Bremen. Ein Bremer Polizeianwärter darf bei Einsätzen mit Bürgerkontakt seinen Turban zur Dienstuniform tragen. Das teilte das Verwaltungsgericht Bremen mit. Der Mann, der den Studiengang „Polizeivollzugsdienst“ an der Hochschule für öffentliche Verwaltung besucht, hatte einen Eilantrag gegen ein entsprechendes Trageverbot gestellt. Diesem gab das Gericht statt.
Turban erlaubt bis zur endgültigen Entscheidung
Mit dem Beschluss werde ihm gestattet, vorläufig seinen sogenannten Dastar zur Polizeiuniform bei dienstlichen Tätigkeiten in der Öffentlichkeit zu tragen. Dies gilt so lange, bis in dem entsprechenden laufenden Klageverfahren möglicherweise eine andere Entscheidung getroffen werde, wie eine Gerichtssprecherin sagte.

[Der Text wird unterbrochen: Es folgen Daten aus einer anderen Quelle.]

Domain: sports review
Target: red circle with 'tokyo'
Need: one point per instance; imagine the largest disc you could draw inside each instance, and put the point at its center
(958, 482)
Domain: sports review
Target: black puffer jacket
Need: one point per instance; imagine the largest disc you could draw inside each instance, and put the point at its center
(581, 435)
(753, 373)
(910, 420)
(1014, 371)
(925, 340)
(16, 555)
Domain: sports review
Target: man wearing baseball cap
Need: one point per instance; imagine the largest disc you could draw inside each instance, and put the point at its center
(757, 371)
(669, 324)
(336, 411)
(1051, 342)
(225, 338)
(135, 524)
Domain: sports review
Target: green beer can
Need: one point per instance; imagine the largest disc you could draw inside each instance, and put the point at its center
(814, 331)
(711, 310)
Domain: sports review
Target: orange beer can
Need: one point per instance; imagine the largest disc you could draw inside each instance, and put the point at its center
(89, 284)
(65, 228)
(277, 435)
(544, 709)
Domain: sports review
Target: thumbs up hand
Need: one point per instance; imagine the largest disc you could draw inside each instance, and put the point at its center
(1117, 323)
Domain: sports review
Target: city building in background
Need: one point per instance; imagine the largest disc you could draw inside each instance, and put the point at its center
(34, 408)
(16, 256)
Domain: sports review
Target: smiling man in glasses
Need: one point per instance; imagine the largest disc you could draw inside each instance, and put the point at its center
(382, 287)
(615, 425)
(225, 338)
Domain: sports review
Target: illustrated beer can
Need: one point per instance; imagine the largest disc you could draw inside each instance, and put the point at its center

Der Mann gehört den Angaben zufolge der Sikh-Religion an und trägt aus religiösen Gründen einen Turban. Vom Polizeipräsidenten und von seinen Vorgesetzten sei er angewiesen worden, während der zurzeit noch laufenden Praxisphase seines Studiums im Bürgerkontakt seinen Turban abzulegen. Da er dies nicht tat, musste er den Praxisteil bisher im Innendienst absolvieren. Der Antragsteller sah sich dadurch in seiner Religions-, Ausbildungs- und Berufsfreiheit verletzt.
Gericht: Verbot ohne ausreichende Rechtsgrundlage
Das Gericht urteilte, dass das Verbot nicht auf die Uniformordnung der Polizei hätte gestützt werden dürfen. Diese habe ihre Rechtsgrundlage im Bremischen Beamtengesetz - und dort seien keine Einzelheiten über das äußere Erscheinungsbild von Beamten mit religiösem Bezug erwähnt.